Morphology of direct and indirect rib fractures
Journal Paper/Review - Sep 14, 2020
Kissling Steffen, Hausmann Roland
Rib fractures are a common finding in legal medicine and information on the impact mechanism is relevant for trauma reconstruction.
This study focuses on morphological characteristics of rib fractures resulting from direct or indirect force. Fresh human
ribs (n = 312) were divided into two groups and broken through local force (direct) and bending (indirect) in anterolateral areas.

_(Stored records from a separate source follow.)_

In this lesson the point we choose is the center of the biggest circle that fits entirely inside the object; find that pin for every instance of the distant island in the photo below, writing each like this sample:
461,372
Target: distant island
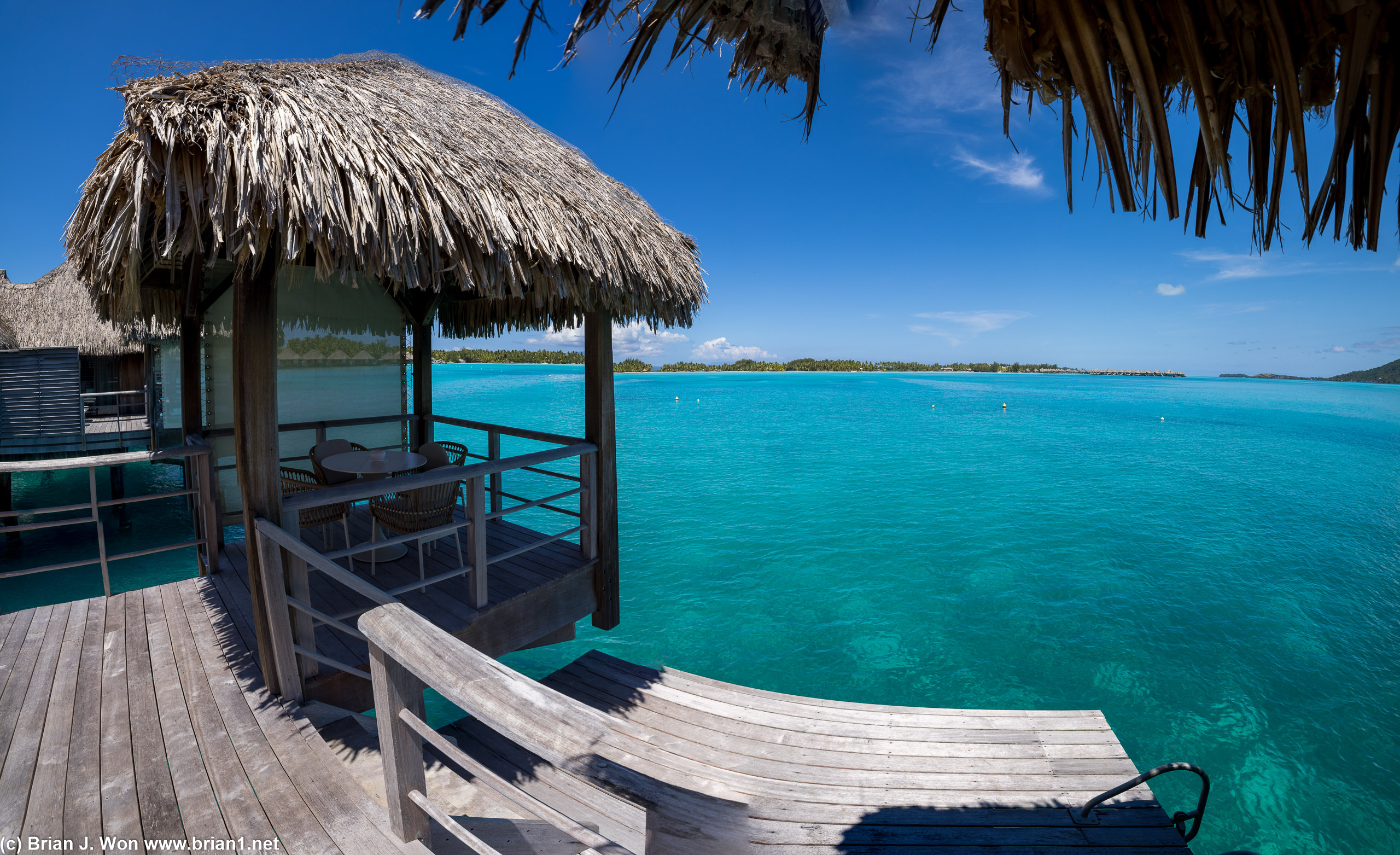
1386,374
566,357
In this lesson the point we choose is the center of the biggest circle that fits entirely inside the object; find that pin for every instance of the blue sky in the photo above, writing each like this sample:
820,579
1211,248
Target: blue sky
906,229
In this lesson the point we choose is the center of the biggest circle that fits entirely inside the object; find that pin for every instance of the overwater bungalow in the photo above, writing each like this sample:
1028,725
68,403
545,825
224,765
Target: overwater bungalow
366,197
72,382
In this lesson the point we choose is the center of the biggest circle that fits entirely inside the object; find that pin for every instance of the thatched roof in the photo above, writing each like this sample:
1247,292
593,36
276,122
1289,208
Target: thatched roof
373,166
56,311
1263,63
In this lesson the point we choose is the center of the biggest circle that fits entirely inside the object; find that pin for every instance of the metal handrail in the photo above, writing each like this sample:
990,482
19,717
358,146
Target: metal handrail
356,492
1179,818
203,515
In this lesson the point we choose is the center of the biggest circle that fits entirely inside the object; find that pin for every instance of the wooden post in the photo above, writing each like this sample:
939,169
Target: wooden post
401,749
478,590
279,616
6,504
423,382
421,309
493,452
255,422
116,483
587,479
213,525
191,373
599,420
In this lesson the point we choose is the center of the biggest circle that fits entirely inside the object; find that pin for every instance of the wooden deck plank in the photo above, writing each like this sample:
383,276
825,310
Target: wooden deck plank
854,753
6,622
13,643
684,680
279,798
194,793
615,819
238,802
339,815
154,790
83,791
956,850
45,812
223,581
121,812
998,818
896,728
23,755
720,696
21,671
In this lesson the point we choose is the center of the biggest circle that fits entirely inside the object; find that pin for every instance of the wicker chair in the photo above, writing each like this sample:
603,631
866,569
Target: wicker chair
299,480
416,511
456,450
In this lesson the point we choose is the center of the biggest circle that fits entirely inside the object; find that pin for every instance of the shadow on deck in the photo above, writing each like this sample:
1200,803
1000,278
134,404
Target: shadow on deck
534,598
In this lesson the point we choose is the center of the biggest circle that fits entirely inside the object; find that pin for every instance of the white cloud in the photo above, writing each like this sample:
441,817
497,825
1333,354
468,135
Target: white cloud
1229,265
1016,171
972,322
633,340
720,349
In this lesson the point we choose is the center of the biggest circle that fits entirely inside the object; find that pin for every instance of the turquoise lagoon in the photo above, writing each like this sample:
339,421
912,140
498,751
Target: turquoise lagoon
1224,585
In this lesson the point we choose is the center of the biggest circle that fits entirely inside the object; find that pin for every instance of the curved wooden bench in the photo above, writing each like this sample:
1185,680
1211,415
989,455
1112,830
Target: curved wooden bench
667,761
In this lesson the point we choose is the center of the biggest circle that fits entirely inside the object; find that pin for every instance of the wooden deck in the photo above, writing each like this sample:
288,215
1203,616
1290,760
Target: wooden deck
143,717
534,598
839,778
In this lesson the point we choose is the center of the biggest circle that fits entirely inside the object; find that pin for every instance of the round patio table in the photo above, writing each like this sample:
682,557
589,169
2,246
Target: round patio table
360,462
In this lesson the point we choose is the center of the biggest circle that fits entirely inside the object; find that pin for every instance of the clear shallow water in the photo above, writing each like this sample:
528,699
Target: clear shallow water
151,522
1223,585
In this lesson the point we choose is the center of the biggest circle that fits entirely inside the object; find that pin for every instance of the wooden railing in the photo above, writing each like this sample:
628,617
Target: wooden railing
208,532
493,443
611,753
289,585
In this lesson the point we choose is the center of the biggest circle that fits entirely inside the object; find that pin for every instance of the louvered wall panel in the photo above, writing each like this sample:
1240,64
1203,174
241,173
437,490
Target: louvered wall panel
39,394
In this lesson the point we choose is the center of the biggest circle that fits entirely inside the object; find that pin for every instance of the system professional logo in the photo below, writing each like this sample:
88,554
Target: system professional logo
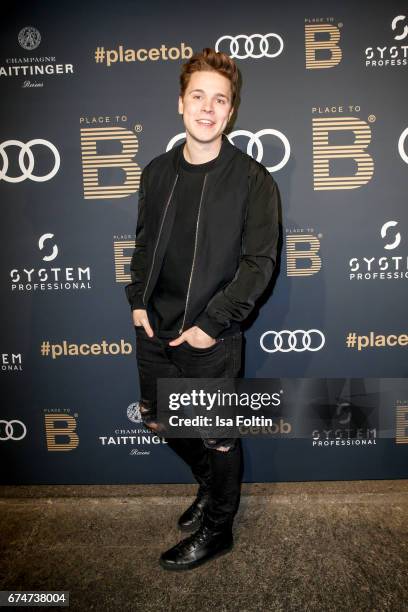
11,362
322,37
49,278
28,65
60,430
401,424
121,54
123,245
254,140
298,341
132,438
344,426
108,174
329,158
14,430
302,252
385,55
243,46
401,145
26,155
391,265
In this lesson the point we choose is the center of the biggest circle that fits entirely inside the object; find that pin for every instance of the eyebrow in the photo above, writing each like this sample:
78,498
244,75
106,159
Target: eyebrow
202,91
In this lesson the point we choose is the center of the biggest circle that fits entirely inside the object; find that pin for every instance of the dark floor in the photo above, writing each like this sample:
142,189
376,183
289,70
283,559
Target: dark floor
298,547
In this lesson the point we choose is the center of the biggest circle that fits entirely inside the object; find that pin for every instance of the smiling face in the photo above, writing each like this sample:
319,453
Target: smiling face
206,106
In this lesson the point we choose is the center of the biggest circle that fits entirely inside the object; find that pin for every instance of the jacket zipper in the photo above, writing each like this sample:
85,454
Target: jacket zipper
194,256
158,238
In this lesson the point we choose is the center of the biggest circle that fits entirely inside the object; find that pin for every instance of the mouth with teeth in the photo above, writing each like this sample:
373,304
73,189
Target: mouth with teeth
207,123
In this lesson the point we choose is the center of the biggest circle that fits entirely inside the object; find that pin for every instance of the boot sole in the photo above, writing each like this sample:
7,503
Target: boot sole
193,564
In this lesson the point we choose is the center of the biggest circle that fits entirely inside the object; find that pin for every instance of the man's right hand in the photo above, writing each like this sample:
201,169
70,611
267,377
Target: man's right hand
140,319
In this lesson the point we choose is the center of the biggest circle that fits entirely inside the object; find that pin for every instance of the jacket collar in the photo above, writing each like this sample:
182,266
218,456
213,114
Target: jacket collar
228,151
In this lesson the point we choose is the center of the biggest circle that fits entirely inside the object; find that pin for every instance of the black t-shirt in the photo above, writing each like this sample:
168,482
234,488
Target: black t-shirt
168,300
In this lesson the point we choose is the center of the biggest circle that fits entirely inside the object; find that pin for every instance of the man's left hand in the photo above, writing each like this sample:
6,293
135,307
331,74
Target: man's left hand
194,336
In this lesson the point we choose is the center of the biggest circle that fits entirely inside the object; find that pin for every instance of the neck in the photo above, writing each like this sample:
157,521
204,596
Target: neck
201,152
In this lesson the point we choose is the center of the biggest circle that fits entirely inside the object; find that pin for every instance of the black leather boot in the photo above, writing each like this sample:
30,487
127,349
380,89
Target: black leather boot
191,519
207,543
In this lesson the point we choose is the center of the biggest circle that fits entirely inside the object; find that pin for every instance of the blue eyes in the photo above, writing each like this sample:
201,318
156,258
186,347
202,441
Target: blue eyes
218,100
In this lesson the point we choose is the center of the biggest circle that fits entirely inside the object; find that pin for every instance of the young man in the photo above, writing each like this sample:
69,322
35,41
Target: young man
205,249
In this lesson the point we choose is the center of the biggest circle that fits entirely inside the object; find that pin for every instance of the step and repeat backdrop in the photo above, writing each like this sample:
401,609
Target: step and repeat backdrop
89,96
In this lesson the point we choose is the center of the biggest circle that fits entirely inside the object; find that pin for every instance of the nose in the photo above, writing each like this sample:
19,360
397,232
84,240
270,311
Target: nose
208,106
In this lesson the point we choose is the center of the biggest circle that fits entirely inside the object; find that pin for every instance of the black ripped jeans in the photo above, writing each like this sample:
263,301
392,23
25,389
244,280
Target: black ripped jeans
218,473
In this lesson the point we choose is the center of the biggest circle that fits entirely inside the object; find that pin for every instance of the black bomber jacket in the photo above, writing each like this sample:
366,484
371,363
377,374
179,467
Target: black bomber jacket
235,245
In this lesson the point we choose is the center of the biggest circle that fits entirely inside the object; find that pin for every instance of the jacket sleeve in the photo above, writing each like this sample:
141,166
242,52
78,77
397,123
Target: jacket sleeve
258,258
135,289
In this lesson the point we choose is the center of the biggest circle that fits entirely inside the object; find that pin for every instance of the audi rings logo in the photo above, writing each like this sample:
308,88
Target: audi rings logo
26,152
254,139
254,46
12,430
298,340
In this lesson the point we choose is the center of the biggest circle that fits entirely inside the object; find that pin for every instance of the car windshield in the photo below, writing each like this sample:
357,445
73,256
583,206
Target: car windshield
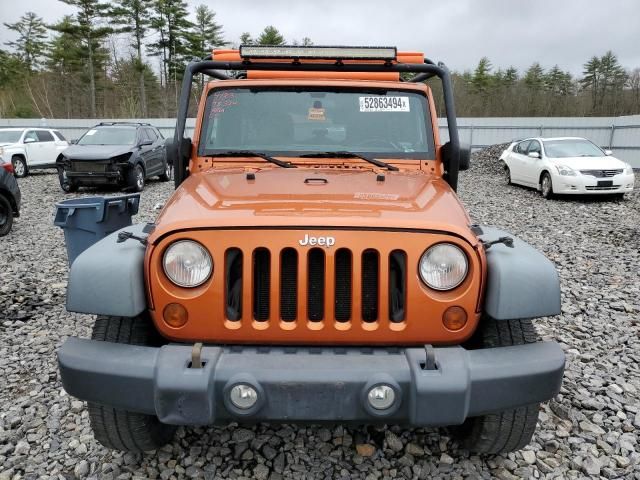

The ribs were macerated, visually investigated and the results statistically analysed. The indirect fractures showed a significant
larger lateral offset of the internal and external fracture ends while the fracture ends of the direct fractures were more often
straight, in line. Also, the morphology of the inner and outer fracture edges was significantly related to fracture type. Direct
fractures mostly had rough and jagged inner edges (tension side) and straight, smooth outer edges (compression side), whereas
indirect fractures more often showed the characteristics vice versa. The results were more convincing in combination and in ribs
from persons aged ≤ 75 years at death. In summary, the direct and indirect rib fractures showed significantly different characteristics
regarding orientation and offset of the fracture lines and roughness of the inner and outer fracture edges, which can be
helpful to distinguish the traumatizing impact mechanisms in forensic autopsy routine.